"Not much separation. Both guys have done some nice things for us. I thought we did a nice job of managing our offense. We did a nice job as far as the procedural issues—getting in and out of the huddle and doing motions quite a bit. Both of the guys are doing a nice job of that."
Muschamp is confident in the ability of Jacoby Brissett and Jeff Driskel to throw the football. Both showed flashes of that in spot duty during the 2011 season, and they've taken the next steps this spring.
The part the coaches are focusing on now is their ability to run the team.
That is made more difficult by first-year offensive coordinator Brent Pease putting in his offense this spring. The quarterbacks are learning the offense on the fly while also trying to compete and win the starting job.
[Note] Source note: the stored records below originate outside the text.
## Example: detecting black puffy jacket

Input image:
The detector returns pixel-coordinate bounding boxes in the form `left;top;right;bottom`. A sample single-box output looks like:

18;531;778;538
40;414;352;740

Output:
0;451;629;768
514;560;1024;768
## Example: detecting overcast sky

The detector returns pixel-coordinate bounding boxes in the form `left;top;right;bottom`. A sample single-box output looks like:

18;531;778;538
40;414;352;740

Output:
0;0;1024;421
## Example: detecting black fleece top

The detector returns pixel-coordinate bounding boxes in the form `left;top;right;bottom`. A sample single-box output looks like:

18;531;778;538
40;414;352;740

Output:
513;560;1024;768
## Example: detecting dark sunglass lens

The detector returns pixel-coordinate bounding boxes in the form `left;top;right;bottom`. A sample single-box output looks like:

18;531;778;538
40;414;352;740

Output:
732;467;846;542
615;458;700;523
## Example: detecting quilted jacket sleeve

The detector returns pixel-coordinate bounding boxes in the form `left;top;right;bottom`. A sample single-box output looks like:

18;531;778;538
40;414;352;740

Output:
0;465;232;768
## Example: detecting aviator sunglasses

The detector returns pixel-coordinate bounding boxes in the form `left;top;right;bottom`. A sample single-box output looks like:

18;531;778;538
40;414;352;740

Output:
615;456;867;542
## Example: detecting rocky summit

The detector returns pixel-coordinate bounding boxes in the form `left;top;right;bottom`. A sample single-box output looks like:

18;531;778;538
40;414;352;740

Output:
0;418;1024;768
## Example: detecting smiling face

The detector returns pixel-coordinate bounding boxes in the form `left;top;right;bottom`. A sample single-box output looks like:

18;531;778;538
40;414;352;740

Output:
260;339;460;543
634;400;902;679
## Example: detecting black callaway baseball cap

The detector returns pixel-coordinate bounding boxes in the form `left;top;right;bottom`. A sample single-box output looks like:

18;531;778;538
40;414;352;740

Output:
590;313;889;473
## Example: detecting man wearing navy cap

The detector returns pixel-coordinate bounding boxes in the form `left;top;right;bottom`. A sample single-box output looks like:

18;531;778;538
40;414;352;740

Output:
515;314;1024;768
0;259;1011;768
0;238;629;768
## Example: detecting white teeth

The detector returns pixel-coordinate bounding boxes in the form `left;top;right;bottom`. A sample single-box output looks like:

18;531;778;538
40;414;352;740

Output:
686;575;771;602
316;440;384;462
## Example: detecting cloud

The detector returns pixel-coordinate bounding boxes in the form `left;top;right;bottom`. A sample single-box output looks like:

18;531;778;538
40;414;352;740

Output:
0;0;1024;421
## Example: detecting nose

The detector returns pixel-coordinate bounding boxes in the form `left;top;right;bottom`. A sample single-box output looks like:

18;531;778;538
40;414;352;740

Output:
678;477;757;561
"I'm very pleased with their progress, as much as anything in managing our football team and getting in and out of the huddle and taking command of the offense," Muschamp said. "Both of them are working extremely hard off the field. They're always in the building watching film and doing things you've got to do to be successful."
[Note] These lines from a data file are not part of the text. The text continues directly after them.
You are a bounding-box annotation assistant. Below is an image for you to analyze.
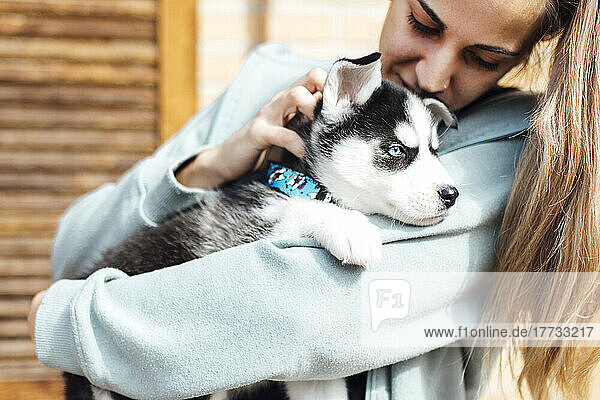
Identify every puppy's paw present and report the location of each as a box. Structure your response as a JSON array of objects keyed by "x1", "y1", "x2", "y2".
[{"x1": 315, "y1": 210, "x2": 382, "y2": 268}]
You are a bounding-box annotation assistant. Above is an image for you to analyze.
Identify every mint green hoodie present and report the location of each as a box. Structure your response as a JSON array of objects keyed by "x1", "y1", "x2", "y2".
[{"x1": 35, "y1": 44, "x2": 535, "y2": 400}]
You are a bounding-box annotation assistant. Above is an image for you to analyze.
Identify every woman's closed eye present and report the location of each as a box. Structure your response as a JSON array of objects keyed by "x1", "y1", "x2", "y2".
[{"x1": 407, "y1": 12, "x2": 442, "y2": 36}]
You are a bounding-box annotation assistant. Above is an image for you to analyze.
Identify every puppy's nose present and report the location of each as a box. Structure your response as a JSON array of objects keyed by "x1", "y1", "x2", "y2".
[{"x1": 438, "y1": 185, "x2": 458, "y2": 208}]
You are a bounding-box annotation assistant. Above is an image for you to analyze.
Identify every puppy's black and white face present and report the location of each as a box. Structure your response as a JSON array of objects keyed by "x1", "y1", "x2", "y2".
[{"x1": 311, "y1": 53, "x2": 458, "y2": 225}]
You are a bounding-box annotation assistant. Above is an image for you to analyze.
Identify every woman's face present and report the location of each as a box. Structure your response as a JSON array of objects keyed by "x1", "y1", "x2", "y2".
[{"x1": 379, "y1": 0, "x2": 543, "y2": 110}]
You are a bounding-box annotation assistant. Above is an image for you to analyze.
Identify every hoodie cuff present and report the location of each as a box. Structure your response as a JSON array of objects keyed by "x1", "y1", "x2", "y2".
[
  {"x1": 35, "y1": 279, "x2": 85, "y2": 375},
  {"x1": 142, "y1": 146, "x2": 211, "y2": 225}
]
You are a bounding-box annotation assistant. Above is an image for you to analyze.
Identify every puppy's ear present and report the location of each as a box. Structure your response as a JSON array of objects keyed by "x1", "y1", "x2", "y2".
[
  {"x1": 322, "y1": 53, "x2": 381, "y2": 120},
  {"x1": 423, "y1": 98, "x2": 458, "y2": 129}
]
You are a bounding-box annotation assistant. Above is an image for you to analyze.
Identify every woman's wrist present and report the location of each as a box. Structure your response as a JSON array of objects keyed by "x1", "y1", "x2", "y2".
[{"x1": 175, "y1": 146, "x2": 228, "y2": 189}]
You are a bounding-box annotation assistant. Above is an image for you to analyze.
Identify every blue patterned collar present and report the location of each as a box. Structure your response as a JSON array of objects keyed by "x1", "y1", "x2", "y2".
[{"x1": 264, "y1": 161, "x2": 332, "y2": 203}]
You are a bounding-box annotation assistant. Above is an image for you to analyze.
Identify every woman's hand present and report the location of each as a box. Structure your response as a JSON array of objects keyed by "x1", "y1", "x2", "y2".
[
  {"x1": 27, "y1": 290, "x2": 46, "y2": 343},
  {"x1": 177, "y1": 68, "x2": 327, "y2": 189}
]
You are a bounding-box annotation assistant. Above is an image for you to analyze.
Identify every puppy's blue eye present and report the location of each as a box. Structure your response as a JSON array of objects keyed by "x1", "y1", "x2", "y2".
[{"x1": 388, "y1": 146, "x2": 406, "y2": 157}]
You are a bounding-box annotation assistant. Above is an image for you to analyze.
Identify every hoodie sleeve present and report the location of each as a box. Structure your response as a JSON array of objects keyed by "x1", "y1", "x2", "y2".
[{"x1": 36, "y1": 130, "x2": 523, "y2": 399}]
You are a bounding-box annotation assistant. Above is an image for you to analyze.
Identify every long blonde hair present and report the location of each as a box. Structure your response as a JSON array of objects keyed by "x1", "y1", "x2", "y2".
[{"x1": 492, "y1": 0, "x2": 600, "y2": 400}]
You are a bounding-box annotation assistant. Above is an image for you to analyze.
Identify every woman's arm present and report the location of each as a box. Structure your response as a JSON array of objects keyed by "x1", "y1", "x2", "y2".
[{"x1": 35, "y1": 133, "x2": 522, "y2": 398}]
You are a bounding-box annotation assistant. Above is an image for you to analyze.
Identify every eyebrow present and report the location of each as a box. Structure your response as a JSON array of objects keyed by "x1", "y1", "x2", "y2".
[{"x1": 418, "y1": 0, "x2": 521, "y2": 57}]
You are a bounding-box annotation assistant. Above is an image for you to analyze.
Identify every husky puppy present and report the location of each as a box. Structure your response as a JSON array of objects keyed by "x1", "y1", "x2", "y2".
[{"x1": 65, "y1": 53, "x2": 458, "y2": 400}]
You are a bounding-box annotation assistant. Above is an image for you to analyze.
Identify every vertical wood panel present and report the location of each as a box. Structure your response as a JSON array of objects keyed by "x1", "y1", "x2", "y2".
[{"x1": 158, "y1": 0, "x2": 197, "y2": 141}]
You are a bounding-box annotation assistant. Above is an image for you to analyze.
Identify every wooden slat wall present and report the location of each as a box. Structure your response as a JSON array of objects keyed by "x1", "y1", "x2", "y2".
[{"x1": 0, "y1": 0, "x2": 160, "y2": 380}]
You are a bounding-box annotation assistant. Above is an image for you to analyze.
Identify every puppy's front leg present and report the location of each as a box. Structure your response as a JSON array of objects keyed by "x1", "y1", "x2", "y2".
[{"x1": 264, "y1": 198, "x2": 381, "y2": 268}]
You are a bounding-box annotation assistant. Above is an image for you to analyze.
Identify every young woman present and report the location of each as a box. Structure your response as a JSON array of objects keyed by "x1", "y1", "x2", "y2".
[{"x1": 30, "y1": 0, "x2": 600, "y2": 399}]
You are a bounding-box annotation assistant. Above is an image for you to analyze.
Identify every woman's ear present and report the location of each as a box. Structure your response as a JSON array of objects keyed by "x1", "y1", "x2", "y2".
[
  {"x1": 423, "y1": 98, "x2": 458, "y2": 129},
  {"x1": 322, "y1": 53, "x2": 382, "y2": 120}
]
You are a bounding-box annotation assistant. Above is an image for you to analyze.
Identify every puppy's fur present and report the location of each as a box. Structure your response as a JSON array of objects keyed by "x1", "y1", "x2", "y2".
[{"x1": 65, "y1": 53, "x2": 458, "y2": 400}]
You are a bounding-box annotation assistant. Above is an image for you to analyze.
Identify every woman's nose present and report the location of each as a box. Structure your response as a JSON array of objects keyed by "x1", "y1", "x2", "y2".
[{"x1": 415, "y1": 49, "x2": 456, "y2": 94}]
Neither quarterback stood out during their opportunities to get reps last season. Brissett went 18-39 (46.2%) for 206 yards, two touchdowns and four interceptions. Driskel went 16-34 (47.1%) for 148 yards, no touchdowns and two interceptions.
None of those numbers should inspire confidence in an offense that desperately needs someone to step up under center.
Muschamp didn't know what to expect when they took the practice field this spring, but both quarterbacks have responded to the opportunity to win the starting job.
"The game has slowed down for them," Muschamp said. "That's the number one thing. I stand behind the offense, and you see the progression from reading front side to back side or middle field to split safety. They get to the line of scrimmage and realize that this is a bad front to run this play into, so let's run it the other way.
"They understand that more. It makes more sense to them. The game slows down for older players because they're able to see and anticipate, even though we've changed some things from a verbiage standpoint."
The two will have their final opportunity of the spring to impress when they take the field at Ben Hill Griffin Stadium on Saturday. Muschamp was sure to downplay what the outcome means. It will be the final of 15 spring practices for the Gators, and he doesn't want to ignore what has happened in the first 14 practices for what happens on Saturday.
There's also the importance of playing well in front of a crowd. Each quarterback got into home and away games last season, so they were able to get the experience of playing in front of friendly and road crowds. While their performances on Saturday will have some importance because of the crowd, the coaches won't wipe out what has happened on the practice field this spring.
"To say, well this guy had one good day compared to the other 14 days of competing," Muschamp said. "It's too close to call, as far as the competition is concerned, to take one day over the others. Would it be important? Certainly."